Tanzender Schnee – so riecht Magie für Ella Löwenstein. Aber damit nicht genug: Sie kann außerdem magische Wesen sehen! Denn sie ist eine Feenflüsterin. Und die Geschöpfe der Anderwelt brauchen ihre Hilfe …

Wenn sich eine giftgrüne Fluchwolke über dem eigenen Garten entlädt, kann das nächste Abenteuer nicht weit sein. Da ist sich Ella sicher. Und tatsächlich verschwindet kurz darauf der Miniaturriese Herr Lilienthal spurlos aus seinem Apfelbaum. Alles deutet darauf hin, dass er entführt worden ist.
Ehrensache, dass Ella und Kobold Kasimir sofort die Befreiungsaktion planen! Doch das Vorhaben ist riskant und ihr Gegner mächtig – ganz zu schweigen von der gefährlichen Schönheit, die in einem gefrorenen Meer aus Magie auf sie lauert ...

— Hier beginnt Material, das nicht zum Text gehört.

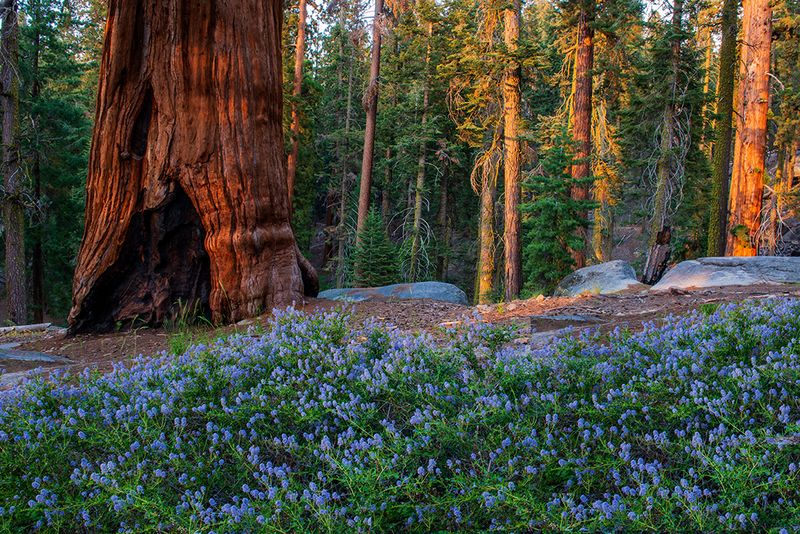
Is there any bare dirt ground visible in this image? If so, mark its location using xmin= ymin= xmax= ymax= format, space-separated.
xmin=0 ymin=285 xmax=800 ymax=387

Alle Bände der Ella Löwenstein -Reihe:
Ella Löwenstein – Eine Welt voller Wunder (Band 1)
Ella Löwenstein – Ein Meer aus Magie (Band 2)
Ella Löwenstein – Ein Wald der Wünsche (Band 3)
Ella Löwenstein – Ein Fluss der Fantasie (Band 4)
Ella Löwenstein – Ein Feenreich aus Farben (Band 5)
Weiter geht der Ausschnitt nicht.